Se puede notar desde el principio una tensión dialéctica: “Las mareas susurran códigos sumergidos / que la orilla no se atreve a repetir”. Las mareas encarnan aquí el saber profundo, aquel inconsciente e irrepetible, los secretos del subconsciente o de la memoria emocional que son demasiado potentes para ser verbalizados en la superficie (la “orilla”). Es este código inexpresado, percibido solo por el corazón (“y el corazón los lee en silencio”), lo que constituye el motor narrativo y existencial de la poesía. El silencio es aquí un acto de recepción y conocimiento más profundo que el clamor.
La segunda parte del componimento desplaza la atención de la mera percepción a la acción transformadora. “Las señales líquidas” no son pasivas; actúan, reescriben mapas que cambian los límites del latido. Esta progresión es crucial: el ritmo cardíaco, tradicionalmente símbolo de vida y vitalidad personal, viene redefinido por fuerzas externas pero tan rítmicas como él. No se trata, pues, de un destino inmutable, sino de una constante reorganización de los límites emocionales y psicológicos.

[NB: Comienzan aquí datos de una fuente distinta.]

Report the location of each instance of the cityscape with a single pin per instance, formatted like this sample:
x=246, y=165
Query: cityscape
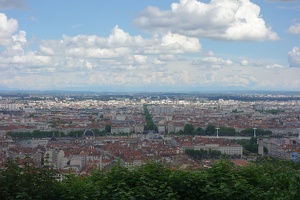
x=134, y=100
x=82, y=132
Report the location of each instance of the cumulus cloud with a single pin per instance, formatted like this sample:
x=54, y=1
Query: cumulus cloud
x=212, y=61
x=294, y=57
x=6, y=4
x=219, y=19
x=294, y=29
x=7, y=28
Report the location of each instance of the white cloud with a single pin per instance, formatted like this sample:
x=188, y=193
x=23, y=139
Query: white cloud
x=212, y=61
x=244, y=62
x=173, y=44
x=294, y=29
x=7, y=28
x=219, y=19
x=5, y=4
x=294, y=57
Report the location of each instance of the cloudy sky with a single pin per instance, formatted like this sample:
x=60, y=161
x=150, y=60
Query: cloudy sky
x=150, y=45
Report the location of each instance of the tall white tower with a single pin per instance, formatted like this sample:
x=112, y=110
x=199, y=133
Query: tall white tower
x=254, y=132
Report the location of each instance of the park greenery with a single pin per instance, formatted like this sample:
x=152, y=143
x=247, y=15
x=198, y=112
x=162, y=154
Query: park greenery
x=263, y=179
x=203, y=154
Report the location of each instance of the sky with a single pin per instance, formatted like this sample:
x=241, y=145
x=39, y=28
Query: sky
x=150, y=45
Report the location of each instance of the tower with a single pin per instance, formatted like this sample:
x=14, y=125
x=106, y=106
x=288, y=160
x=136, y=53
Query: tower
x=217, y=132
x=254, y=132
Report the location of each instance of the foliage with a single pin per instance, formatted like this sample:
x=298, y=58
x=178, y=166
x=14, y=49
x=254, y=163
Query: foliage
x=24, y=181
x=262, y=179
x=203, y=154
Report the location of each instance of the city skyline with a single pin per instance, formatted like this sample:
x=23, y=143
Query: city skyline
x=185, y=45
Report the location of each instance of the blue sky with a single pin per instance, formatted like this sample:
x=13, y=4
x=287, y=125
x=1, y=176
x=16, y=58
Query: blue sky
x=150, y=45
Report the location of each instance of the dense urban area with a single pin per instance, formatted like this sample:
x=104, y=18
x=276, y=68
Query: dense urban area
x=149, y=146
x=81, y=132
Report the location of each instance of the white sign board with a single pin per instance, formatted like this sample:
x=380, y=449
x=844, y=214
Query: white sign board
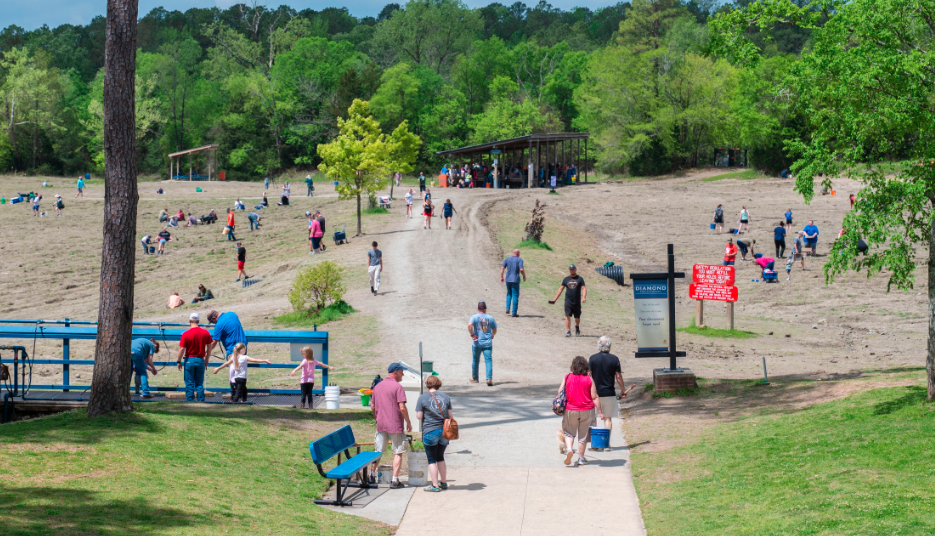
x=650, y=299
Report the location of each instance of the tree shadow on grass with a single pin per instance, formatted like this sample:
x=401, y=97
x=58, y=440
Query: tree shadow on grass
x=914, y=396
x=76, y=428
x=43, y=510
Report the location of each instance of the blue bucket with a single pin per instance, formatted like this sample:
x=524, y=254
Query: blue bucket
x=600, y=438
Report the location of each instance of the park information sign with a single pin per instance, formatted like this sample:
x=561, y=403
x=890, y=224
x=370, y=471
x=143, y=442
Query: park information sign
x=652, y=314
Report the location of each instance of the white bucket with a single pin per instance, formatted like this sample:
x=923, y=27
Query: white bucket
x=418, y=468
x=332, y=397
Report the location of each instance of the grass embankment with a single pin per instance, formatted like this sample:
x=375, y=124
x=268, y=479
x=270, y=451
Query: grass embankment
x=167, y=469
x=859, y=465
x=748, y=174
x=302, y=319
x=717, y=332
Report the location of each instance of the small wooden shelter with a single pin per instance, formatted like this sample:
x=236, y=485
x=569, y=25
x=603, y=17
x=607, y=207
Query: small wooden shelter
x=210, y=163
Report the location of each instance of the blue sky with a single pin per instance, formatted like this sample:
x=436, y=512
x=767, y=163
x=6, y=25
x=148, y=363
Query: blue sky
x=32, y=14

El clímax simbólico se alcanza con la imagen de la quietud: “Cuando el agua calla, la costa muestra nuevos mapas”. El silencio del agua no es ausencia, sino un momento de revelación. Los puntos y las líneas que antes eran solo líneas geográficas se vuelven actos vitales (“cada línea se vuelve aliento y cada punto navega”). Esto sugiere que el verdadero recorrido (el mapa) no se descubre en el movimiento tumultuoso de las corrientes, sino en la capacidad de interpretar los momentos de estasis, donde la naturaleza misma revela un nuevo esquema.
En conclusión, “Mareas y Corazón” es una poesía sobre la confianza en lo invisible y el reconocimiento de que nuestro camino vital no es lineal, sino cíclico, guiado por fuerzas pulsantes—emocionales, instintivas o espirituales—que nos obligan continuamente a leer nuevos mapas internos. El corazón, pues, funciona como navegante capaz de asimilar los susurros del mar y seguir la estela que el ineludible ritmo del tiempo le ha escrito.